Tight Lower Bounds on Worst-Case Guarantees for Zero-Shot Learning with Attributes
This provides a foundational theoretical analysis for zero-shot learning, addressing the intrinsic difficulty of labeling novel classes without training data, which is incremental in establishing rigorous bounds.
The paper tackles the problem of zero-shot learning with attributes by developing the first non-trivial lower bound on worst-case error, which is tight and computable from the class-attribute matrix, showing it can predict confusion between classes in practice.
We develop a rigorous mathematical analysis of zero-shot learning with attributes. In this setting, the goal is to label novel classes with no training data, only detectors for attributes and a description of how those attributes are correlated with the target classes, called the class-attribute matrix. We develop the first non-trivial lower bound on the worst-case error of the best map from attributes to classes for this setting, even with perfect attribute detectors.

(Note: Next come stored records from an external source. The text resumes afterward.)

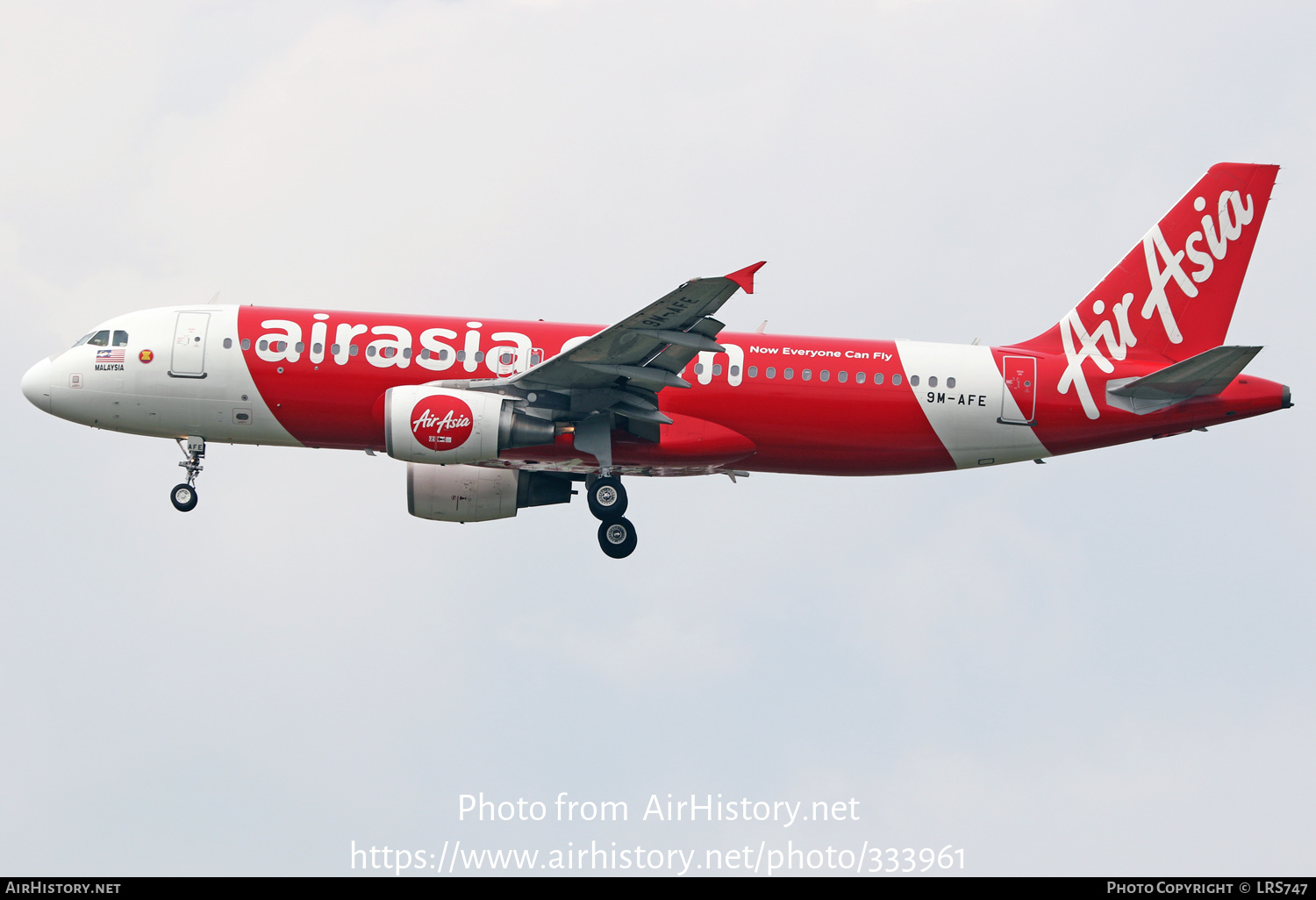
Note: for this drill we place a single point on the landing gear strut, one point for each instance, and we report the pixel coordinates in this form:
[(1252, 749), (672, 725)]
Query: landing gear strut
[(183, 496), (608, 504)]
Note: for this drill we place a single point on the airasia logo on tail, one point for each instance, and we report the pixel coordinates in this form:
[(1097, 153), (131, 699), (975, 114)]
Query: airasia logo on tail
[(441, 423)]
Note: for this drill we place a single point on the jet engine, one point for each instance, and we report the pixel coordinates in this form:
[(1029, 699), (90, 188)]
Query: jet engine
[(476, 494), (447, 425)]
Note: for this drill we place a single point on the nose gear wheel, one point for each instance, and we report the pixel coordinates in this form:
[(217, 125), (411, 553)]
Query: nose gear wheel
[(183, 496)]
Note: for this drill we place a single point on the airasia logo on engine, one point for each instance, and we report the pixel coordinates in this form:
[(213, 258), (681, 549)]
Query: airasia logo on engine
[(441, 423)]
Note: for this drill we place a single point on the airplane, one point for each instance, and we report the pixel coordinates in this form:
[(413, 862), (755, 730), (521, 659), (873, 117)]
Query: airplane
[(494, 416)]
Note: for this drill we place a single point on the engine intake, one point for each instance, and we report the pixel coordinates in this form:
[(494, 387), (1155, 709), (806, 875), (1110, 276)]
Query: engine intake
[(447, 425)]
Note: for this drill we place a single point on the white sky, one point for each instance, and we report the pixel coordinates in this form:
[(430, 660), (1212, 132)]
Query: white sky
[(1097, 666)]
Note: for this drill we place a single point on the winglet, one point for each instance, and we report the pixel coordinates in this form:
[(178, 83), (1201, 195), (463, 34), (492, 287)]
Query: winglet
[(745, 276)]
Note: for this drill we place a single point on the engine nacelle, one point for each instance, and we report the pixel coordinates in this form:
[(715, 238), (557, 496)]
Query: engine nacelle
[(476, 494), (447, 425)]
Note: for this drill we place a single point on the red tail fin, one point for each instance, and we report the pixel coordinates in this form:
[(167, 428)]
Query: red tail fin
[(1174, 294)]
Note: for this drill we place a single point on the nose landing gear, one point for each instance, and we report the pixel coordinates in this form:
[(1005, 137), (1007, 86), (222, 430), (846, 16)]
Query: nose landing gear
[(608, 503), (183, 496)]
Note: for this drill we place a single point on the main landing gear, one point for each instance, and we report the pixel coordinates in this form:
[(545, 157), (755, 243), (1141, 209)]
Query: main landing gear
[(183, 496), (608, 502)]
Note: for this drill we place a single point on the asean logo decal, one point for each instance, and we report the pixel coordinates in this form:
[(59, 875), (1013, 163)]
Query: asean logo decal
[(441, 423)]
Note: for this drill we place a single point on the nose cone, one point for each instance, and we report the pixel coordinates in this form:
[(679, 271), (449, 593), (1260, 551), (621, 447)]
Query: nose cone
[(36, 386)]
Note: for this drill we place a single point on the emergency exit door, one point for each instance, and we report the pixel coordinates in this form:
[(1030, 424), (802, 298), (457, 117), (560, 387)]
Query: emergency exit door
[(189, 360), (1019, 399)]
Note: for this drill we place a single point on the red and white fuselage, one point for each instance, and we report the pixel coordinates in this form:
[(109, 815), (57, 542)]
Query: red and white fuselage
[(1142, 355)]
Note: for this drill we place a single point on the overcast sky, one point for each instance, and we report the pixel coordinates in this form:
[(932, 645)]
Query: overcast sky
[(1097, 666)]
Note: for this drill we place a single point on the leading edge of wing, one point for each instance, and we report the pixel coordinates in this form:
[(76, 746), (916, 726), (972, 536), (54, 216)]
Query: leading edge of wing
[(663, 336)]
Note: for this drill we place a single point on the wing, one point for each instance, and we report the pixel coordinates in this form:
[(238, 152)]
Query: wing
[(647, 349)]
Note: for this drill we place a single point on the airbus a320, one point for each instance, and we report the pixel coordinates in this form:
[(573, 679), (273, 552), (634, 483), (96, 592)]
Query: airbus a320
[(492, 416)]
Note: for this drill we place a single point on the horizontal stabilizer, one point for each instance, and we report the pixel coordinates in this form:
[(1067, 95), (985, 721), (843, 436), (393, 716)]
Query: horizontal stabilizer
[(1203, 375)]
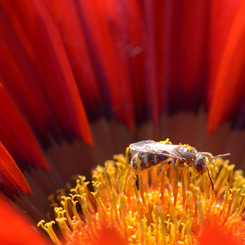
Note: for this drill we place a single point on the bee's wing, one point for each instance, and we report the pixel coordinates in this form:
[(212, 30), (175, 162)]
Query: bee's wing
[(152, 147)]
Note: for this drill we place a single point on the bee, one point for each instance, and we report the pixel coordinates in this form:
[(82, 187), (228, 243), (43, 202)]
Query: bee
[(150, 153)]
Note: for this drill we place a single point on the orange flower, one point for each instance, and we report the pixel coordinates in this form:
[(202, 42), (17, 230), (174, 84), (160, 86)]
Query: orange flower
[(80, 81)]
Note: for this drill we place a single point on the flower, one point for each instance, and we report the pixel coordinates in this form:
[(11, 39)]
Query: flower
[(168, 211), (75, 74)]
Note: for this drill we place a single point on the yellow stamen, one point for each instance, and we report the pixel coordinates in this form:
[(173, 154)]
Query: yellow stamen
[(145, 210)]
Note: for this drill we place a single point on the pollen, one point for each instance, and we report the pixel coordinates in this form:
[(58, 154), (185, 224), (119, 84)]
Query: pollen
[(145, 210)]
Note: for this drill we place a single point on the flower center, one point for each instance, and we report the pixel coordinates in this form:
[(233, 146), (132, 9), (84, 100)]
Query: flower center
[(142, 209)]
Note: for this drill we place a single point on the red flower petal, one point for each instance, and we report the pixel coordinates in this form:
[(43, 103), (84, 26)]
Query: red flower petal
[(229, 87), (17, 137), (37, 74), (12, 180), (16, 229)]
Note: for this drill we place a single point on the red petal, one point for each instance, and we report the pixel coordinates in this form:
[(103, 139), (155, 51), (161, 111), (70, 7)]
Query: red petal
[(12, 180), (15, 228), (229, 87), (108, 45), (17, 136), (37, 74)]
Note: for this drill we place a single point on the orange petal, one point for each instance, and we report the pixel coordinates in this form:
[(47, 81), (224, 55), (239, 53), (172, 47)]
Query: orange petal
[(12, 180), (109, 236), (212, 234), (16, 229)]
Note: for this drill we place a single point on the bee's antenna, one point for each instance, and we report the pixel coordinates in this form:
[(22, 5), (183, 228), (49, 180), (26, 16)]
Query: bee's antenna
[(221, 155), (212, 183)]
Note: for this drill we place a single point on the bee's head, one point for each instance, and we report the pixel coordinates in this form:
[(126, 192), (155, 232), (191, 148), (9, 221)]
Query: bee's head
[(200, 163)]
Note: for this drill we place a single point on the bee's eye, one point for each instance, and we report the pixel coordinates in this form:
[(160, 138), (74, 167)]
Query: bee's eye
[(200, 164)]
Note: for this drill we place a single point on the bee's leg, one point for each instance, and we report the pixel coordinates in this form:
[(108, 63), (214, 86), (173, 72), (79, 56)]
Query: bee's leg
[(135, 163), (127, 155), (212, 182), (164, 167)]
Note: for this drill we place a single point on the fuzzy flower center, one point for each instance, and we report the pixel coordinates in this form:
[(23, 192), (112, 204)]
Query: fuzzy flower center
[(143, 209)]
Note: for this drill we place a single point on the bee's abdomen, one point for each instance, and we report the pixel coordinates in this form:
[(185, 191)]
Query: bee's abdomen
[(146, 160)]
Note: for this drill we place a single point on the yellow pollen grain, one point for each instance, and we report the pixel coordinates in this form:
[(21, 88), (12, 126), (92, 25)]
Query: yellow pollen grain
[(144, 210)]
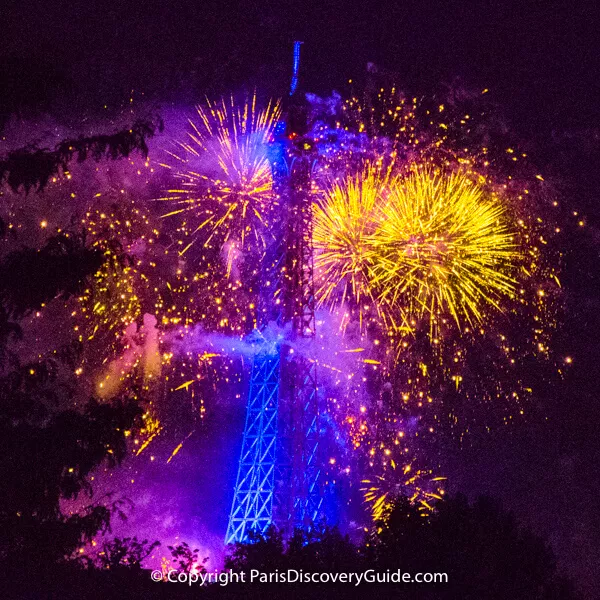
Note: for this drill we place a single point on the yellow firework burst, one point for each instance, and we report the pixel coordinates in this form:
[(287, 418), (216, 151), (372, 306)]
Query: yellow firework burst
[(225, 175), (417, 485), (343, 226), (443, 246)]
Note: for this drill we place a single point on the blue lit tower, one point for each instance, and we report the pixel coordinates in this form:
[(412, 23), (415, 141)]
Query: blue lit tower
[(279, 473)]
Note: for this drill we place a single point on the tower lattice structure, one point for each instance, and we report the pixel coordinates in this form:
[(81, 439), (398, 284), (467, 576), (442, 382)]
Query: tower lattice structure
[(279, 472)]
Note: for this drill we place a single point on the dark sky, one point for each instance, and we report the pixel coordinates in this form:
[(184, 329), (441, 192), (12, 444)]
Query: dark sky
[(540, 59)]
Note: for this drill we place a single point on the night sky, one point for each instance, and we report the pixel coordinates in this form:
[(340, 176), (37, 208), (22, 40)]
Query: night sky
[(541, 62)]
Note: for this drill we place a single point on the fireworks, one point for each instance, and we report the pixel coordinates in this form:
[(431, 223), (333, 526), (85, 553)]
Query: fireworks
[(226, 186), (443, 247), (344, 223), (428, 244)]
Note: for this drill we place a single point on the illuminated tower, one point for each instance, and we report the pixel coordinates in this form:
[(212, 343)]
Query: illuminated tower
[(279, 475)]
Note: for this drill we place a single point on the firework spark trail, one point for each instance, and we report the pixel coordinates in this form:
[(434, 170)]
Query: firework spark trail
[(344, 222), (226, 182), (443, 247)]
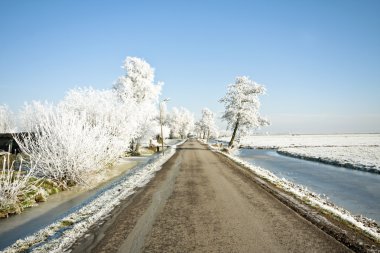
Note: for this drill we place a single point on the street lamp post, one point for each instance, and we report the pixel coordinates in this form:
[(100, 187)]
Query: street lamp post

The lower bound characterizes the theoretical intrinsic difficulty of the zero-shot problem based on the available information -- the class-attribute matrix -- and the bound is practically computable from it. Our lower bound is tight, as we show that we can always find a randomized map from attributes to classes whose expected error is upper bounded by the value of the lower bound. We show that our analysis can be predictive of how standard zero-shot methods behave in practice, including which classes will likely be confused with others.